Learning to Make Jam & Jelly with Honey
My goal was to not only lower sugar content, but I also wanted to learn how to use alternative sweeteners. Step by step, I blundered my way through the jam making process. Turning my back on modern methods that required loads of granulated sugar to get a proper set, I set my sights on learning to use old fashioned, jam-making methods!
And I did learn to make jam in a traditional manner, sweetening with honey and relying on natural pectin found within the various fruits. Long cooking times were required and while the jams didn’t have the same bright, fresh flavor, at least I had low-sugar jam by the end!

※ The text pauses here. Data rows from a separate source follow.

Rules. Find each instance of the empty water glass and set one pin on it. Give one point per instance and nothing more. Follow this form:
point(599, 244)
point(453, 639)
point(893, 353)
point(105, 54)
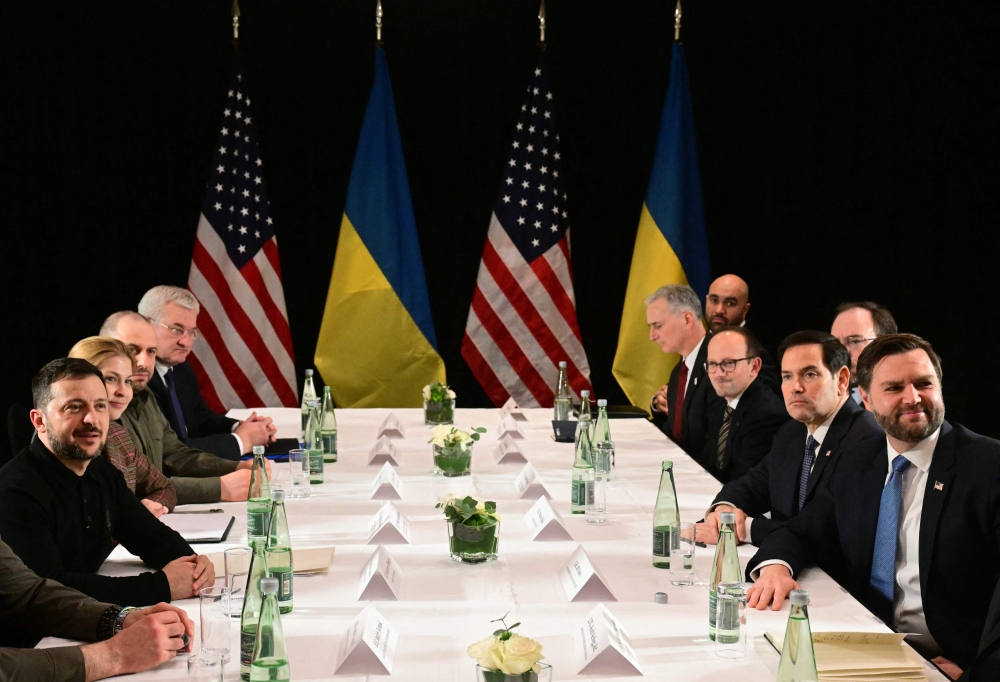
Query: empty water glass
point(682, 554)
point(237, 569)
point(215, 620)
point(298, 464)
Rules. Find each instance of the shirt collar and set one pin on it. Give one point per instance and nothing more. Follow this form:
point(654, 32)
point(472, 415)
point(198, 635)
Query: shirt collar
point(920, 455)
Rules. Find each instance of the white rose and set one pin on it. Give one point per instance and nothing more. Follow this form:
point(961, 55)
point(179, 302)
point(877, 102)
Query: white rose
point(481, 651)
point(520, 655)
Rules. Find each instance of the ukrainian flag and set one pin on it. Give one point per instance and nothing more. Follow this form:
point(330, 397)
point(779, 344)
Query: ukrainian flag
point(376, 344)
point(671, 246)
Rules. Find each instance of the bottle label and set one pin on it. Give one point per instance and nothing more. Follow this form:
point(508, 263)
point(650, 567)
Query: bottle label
point(257, 523)
point(661, 543)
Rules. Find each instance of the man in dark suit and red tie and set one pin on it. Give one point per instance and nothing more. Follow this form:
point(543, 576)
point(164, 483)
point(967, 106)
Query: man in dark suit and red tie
point(911, 525)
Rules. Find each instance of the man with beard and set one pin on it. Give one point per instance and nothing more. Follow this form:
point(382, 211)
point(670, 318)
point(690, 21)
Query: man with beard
point(910, 526)
point(857, 324)
point(61, 503)
point(198, 476)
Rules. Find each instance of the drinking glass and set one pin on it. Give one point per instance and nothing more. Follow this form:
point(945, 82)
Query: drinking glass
point(237, 569)
point(597, 496)
point(215, 620)
point(682, 554)
point(298, 463)
point(731, 620)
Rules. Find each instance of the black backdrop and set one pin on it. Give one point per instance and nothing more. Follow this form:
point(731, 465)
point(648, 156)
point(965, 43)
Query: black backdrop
point(848, 150)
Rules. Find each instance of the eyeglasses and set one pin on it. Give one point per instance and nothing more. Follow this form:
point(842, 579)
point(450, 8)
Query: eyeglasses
point(178, 332)
point(855, 341)
point(726, 365)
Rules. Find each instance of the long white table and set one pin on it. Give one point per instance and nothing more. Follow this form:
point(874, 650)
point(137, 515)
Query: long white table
point(444, 606)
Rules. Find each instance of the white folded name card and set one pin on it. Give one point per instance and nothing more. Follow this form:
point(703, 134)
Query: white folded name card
point(581, 581)
point(509, 427)
point(380, 577)
point(369, 646)
point(387, 484)
point(529, 486)
point(391, 428)
point(512, 409)
point(601, 646)
point(507, 451)
point(383, 452)
point(389, 527)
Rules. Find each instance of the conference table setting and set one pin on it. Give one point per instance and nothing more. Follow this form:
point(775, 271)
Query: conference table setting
point(382, 597)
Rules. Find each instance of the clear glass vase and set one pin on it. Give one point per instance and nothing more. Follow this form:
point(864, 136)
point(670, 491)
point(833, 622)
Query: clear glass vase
point(544, 674)
point(473, 544)
point(451, 461)
point(439, 412)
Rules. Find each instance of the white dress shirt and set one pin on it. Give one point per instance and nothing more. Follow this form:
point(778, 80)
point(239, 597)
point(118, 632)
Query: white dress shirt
point(162, 369)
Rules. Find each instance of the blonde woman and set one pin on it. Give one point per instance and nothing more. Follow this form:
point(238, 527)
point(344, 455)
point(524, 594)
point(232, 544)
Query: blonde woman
point(112, 357)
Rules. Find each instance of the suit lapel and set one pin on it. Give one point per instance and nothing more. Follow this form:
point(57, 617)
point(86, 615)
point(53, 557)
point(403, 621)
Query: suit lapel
point(935, 494)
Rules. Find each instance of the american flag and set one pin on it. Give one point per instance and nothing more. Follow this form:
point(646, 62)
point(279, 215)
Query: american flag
point(244, 356)
point(522, 321)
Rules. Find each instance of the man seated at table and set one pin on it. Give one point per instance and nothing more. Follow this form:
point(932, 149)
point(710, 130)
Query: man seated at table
point(741, 433)
point(61, 503)
point(827, 426)
point(174, 314)
point(857, 324)
point(911, 524)
point(198, 476)
point(129, 640)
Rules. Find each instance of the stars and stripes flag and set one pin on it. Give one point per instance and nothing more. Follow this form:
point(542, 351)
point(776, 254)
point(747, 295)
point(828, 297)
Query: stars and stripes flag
point(243, 357)
point(522, 321)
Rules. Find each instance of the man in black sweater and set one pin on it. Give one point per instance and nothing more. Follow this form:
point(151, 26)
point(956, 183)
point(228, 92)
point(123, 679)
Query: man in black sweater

But then one blessed day, I discovered Pomona’s Pectin. And that changed my whole approach to making low sugar jams with alternative sweeteners!
What Is Pomona’s Pectin?
Unlike the pectin you’ll find on the grocery store shelves, Pomona’s Pectin doesn’t need loads of white sugar to make it thicken and set. Instead of relying on sugar, Pomona’s relies on calcium water and a citrus-based pectin for it’s gelling qualities.
Because sugar isn’t part of the equation, you can make sweeten homemade jams and even jellies with anything that suits your fancy! Honey. Maple syrup. Stevia extract. Agave syrup. You can even leave it completely unsweetened!

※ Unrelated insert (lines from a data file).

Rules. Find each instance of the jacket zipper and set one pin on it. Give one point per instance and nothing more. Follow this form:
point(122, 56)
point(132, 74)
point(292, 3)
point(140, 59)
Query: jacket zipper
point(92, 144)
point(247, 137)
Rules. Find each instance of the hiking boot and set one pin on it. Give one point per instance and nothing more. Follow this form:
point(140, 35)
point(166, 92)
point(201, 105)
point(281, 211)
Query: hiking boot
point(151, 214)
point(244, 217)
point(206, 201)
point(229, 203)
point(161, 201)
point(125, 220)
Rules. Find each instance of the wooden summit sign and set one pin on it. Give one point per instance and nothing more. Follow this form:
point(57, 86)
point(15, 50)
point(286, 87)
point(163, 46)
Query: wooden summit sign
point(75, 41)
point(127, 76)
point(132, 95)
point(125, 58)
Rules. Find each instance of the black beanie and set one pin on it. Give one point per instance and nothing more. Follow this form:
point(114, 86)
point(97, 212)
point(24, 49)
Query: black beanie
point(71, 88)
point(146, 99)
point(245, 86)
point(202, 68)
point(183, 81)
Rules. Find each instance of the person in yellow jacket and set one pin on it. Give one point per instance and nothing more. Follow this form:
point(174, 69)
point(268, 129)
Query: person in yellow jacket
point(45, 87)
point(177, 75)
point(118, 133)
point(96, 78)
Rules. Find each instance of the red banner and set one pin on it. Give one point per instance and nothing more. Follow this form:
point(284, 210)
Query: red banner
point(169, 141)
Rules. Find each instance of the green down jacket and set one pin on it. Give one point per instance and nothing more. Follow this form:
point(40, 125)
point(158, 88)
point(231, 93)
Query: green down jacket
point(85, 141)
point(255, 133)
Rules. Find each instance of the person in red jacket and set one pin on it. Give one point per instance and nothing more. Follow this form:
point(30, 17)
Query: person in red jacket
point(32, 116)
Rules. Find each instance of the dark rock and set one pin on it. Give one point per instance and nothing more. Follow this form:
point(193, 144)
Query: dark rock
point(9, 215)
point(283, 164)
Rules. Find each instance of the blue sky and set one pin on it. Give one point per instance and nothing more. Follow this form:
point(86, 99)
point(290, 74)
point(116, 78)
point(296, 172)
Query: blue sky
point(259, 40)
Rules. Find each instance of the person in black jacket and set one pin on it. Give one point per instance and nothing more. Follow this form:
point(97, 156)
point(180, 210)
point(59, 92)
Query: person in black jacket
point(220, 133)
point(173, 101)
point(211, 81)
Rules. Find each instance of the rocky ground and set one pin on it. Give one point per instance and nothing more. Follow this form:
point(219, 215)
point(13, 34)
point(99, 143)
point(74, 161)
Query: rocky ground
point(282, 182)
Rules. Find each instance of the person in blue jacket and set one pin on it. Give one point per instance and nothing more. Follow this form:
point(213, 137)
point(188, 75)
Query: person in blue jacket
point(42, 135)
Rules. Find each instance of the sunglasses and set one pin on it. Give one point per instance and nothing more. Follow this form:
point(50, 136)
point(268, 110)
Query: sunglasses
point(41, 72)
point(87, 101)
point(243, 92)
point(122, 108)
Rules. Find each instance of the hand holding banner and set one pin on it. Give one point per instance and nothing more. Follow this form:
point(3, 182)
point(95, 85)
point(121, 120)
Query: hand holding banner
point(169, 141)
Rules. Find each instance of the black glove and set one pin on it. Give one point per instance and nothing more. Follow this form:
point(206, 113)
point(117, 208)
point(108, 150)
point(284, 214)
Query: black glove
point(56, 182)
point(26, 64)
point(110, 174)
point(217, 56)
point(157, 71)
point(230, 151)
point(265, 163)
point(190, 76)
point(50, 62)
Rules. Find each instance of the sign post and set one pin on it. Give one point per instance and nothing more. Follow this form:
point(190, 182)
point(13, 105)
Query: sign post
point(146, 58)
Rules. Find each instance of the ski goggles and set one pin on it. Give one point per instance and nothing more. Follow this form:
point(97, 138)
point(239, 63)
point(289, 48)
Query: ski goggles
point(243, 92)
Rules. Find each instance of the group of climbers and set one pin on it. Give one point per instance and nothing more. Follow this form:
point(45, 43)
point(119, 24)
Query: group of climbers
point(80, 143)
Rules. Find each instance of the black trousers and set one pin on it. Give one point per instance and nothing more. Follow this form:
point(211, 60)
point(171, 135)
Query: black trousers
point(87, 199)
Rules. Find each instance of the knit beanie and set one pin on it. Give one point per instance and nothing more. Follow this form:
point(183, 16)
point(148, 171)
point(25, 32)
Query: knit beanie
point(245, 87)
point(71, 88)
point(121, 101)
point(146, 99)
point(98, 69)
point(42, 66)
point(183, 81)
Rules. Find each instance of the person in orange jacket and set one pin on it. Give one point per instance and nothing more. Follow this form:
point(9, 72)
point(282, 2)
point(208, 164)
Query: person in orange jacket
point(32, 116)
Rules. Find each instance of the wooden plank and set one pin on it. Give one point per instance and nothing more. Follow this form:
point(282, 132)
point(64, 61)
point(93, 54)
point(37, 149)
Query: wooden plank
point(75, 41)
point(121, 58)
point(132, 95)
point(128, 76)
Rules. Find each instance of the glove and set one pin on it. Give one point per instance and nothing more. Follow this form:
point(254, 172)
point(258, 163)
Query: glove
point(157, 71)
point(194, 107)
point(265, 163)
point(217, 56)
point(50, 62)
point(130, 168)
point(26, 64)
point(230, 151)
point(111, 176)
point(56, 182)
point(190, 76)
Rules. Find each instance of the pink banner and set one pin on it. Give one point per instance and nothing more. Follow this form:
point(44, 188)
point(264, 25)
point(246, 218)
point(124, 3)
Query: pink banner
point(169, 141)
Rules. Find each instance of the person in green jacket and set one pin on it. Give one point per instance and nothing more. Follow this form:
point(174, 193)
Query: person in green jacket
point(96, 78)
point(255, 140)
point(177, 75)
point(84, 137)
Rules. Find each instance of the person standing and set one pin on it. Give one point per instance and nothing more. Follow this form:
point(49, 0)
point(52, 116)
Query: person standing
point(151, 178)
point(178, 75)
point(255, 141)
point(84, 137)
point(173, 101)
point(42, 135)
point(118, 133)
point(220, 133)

Note: I do usually add a bit of sweetener to my fruit jams. When there is no added sugar, your jams will mold very quickly (7-10 days), even when stored in the refrigerator! If you decide to NOT add any form of sugar, be sure to preserve your jam in very small jars!
How Pomona’s Pectin Works
The process is very simple. Any time you order Pomona’s Pectin, you get a full sheet of instructions and recipes! For information purposes, I’ll give you a quick breakdown here!
- Measure your fruit into a large pot and heat it up on the stove top
- Once the fruit is warm, you’ll want to lightly mash it to release juices
- If your recipe requires lemon juice for extra acidity, measure and mix it in now.

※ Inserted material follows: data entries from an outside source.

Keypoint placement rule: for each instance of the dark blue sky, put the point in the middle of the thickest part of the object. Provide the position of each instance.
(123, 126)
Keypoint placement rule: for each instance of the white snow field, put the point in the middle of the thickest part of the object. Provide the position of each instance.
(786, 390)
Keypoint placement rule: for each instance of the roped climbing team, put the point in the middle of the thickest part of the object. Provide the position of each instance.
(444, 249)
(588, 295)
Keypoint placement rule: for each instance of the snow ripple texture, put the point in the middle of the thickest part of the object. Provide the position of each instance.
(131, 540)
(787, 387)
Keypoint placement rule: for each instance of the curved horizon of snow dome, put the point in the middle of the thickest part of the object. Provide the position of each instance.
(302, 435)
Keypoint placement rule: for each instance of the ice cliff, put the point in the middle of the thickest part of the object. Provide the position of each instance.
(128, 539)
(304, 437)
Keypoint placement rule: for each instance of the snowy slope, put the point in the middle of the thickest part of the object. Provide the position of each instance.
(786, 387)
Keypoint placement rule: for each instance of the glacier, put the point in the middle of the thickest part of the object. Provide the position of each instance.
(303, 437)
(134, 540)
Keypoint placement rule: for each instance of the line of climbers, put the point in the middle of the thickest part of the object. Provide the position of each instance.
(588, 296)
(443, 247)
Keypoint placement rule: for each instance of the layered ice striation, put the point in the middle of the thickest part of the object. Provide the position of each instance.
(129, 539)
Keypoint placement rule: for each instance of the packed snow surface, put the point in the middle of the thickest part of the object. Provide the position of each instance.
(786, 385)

- Bring the mashed fruit to a boil, being careful to avoid hot splatters! Oven mits are usually a good idea for this part of the process!
- Measure out ½ teaspoon of calcium power and mix it into ½ C water.
- As per the recipe, you’ll then add several teaspoons of the calcium water to your fruit and stir it in well.
- Measure out your sweetener (or water if you aren’t adding any form of sugar) and add several teaspoons of the citrus pectin to it. Mix in well.
- Stir your pectin-loaded sweetener (or water) into the fruit and wait for it to boil once again. Be sure to stir occasionally.
- When it does boil, turn the burner off and remove the pot from the heat source. Over-cooking will actually break down Pomona’s Pectin!
- From here, you simply follow standard canning procedure: fill hot jars, wipe rims and add lids.
- Processing times are given on your Pomona’s Pectin instructional sheet.
After the timer goes and you’ve pulled jars from your waterbath canner, let the jars sit undisturbed for 12 hrs or until cool.
Test the lids for a seal and then? You’ve got a delicious stash of homemade jams, sweetened with alternative sweeteners!
Where Can I Find Pomona’s Pectin?
While you can purchase the product in little boxes, I recommend it in 1/2 lb or even 1 lb packages. You’ll save more than a few dollars this way, and you won’t have to worry about buying pectin for several years! Always a bonus in my mind!
How Many Jars of Jam Will One Bulk Purchase Make?
Based on last year’s canning, I estimate that my ½ lb bulk package of Pomona’s will last me for 4-5 years if I make 21 pint (500ml) jars of jam per year. Not a bad deal, hey?
So now that you know how to make low sugar jam with alternative sweeteners, what do you think? Is it your lucky year to give Pomona’s Pectin a try?